Ces questions, dont la durée est de 4 minutes réponse du ministre comprise, concernent principalement les sujets de politique générale. Leur sujet est libre et, n'étant généralement pas déposées, elles conférent une grande spontanéïté au déroulement de ces séances. Elles sont réparties sur le même principe que les questions orales sans débat, alternant les interventions de l'opposition et de la majorité.

MEUNIER Frédérique

QUESTIONS AU GOUVERNEMENT - MARDI 21 JANVIER 2020

Difficultés sociales dans les hôpitaux

Question de Mme Frédérique Meunier à Mme Christelle Dubos, secrétaire d’État auprès de la ministre des solidarités et de la santé


M. le président. La parole est à Mme Frédérique Meunier.

Mme Frédérique Meunier. Madame la secrétaire d’État auprès de la ministre des solidarités et de la santé, la santé est un sujet essentiel pour nos concitoyens. Les Français témoignent d’ailleurs quotidiennement de leur inquiétude s’agissant de l’accès à des services publics de qualité, dont l’hôpital reste le symbole majeur. Hier, la coupe était pleine ; désormais, elle déborde.
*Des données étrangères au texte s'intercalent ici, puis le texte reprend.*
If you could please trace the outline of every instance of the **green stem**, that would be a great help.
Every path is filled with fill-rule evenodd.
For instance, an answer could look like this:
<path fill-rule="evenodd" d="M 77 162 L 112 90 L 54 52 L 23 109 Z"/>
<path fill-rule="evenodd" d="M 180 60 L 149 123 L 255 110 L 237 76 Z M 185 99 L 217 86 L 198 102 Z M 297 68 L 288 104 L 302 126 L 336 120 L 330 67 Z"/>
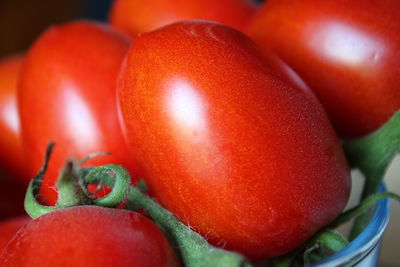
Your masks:
<path fill-rule="evenodd" d="M 365 176 L 362 199 L 375 193 L 382 182 L 386 169 L 400 149 L 400 112 L 380 129 L 363 138 L 343 145 L 352 167 L 358 168 Z M 354 222 L 350 239 L 357 237 L 368 224 L 368 213 Z"/>
<path fill-rule="evenodd" d="M 121 165 L 110 164 L 91 168 L 84 176 L 86 184 L 98 183 L 112 187 L 112 191 L 102 197 L 94 198 L 97 206 L 116 207 L 123 202 L 129 192 L 130 175 Z M 99 180 L 100 177 L 100 180 Z M 105 184 L 107 182 L 107 184 Z"/>
<path fill-rule="evenodd" d="M 366 199 L 364 199 L 359 205 L 356 207 L 349 209 L 348 211 L 342 213 L 336 220 L 334 220 L 331 224 L 328 225 L 328 228 L 336 228 L 341 224 L 344 224 L 351 219 L 359 217 L 362 214 L 365 214 L 368 210 L 370 210 L 379 200 L 384 198 L 392 198 L 400 202 L 400 196 L 390 193 L 390 192 L 382 192 L 375 193 L 370 195 Z"/>
<path fill-rule="evenodd" d="M 385 171 L 400 149 L 400 112 L 380 129 L 353 141 L 344 143 L 343 148 L 352 167 L 359 168 L 372 182 L 366 194 L 373 194 L 380 185 Z"/>
<path fill-rule="evenodd" d="M 29 183 L 25 195 L 25 211 L 32 218 L 37 218 L 56 209 L 92 203 L 91 198 L 85 194 L 85 190 L 79 184 L 80 179 L 76 171 L 78 167 L 75 167 L 72 161 L 67 161 L 57 180 L 58 200 L 56 205 L 43 205 L 37 200 L 53 148 L 54 143 L 50 143 L 47 146 L 43 166 L 39 173 Z"/>
<path fill-rule="evenodd" d="M 329 257 L 330 255 L 342 250 L 349 242 L 338 232 L 332 230 L 324 230 L 316 235 L 308 242 L 303 255 L 305 265 L 310 265 L 314 262 Z"/>
<path fill-rule="evenodd" d="M 56 208 L 66 208 L 84 204 L 91 204 L 91 199 L 79 182 L 77 167 L 74 162 L 67 161 L 57 180 L 58 200 Z"/>
<path fill-rule="evenodd" d="M 39 173 L 29 182 L 29 186 L 26 191 L 25 201 L 24 201 L 25 211 L 32 218 L 37 218 L 42 214 L 48 213 L 56 209 L 55 207 L 42 205 L 36 200 L 36 197 L 40 193 L 40 187 L 42 185 L 43 177 L 47 171 L 47 166 L 49 164 L 50 155 L 53 151 L 53 148 L 54 148 L 54 143 L 51 142 L 47 146 L 46 155 L 42 168 L 40 169 Z"/>
<path fill-rule="evenodd" d="M 301 262 L 301 260 L 304 265 L 310 265 L 338 252 L 348 243 L 339 233 L 325 229 L 316 233 L 309 241 L 292 252 L 274 258 L 271 265 L 274 267 L 290 267 L 294 266 L 297 261 Z"/>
M. Pierre Cordier. Eh oui !

Mme Frédérique Meunier. Depuis quelques semaines, l’hôpital connaît une crise sans précédent. Pour marquer leur ras-le-bol, plus de mille médecins hospitaliers se sont engagés à démissionner de leurs fonctions administratives si le Gouvernement n’ouvrait pas de réelles négociations sur l’hôpital.

M. Maxime Minot. Et à part ça, tout va bien !

Mme Frédérique Meunier. Autrement dit, les solutions que vous proposez ne satisfont pas les professionnels. Vous aviez annoncé que le plan présenté en novembre répondrait aux attentes, mais après trois heures de discussion, la délégation de six médecins démissionnaires que vous avez rencontrée a décidé de poursuivre le mouvement.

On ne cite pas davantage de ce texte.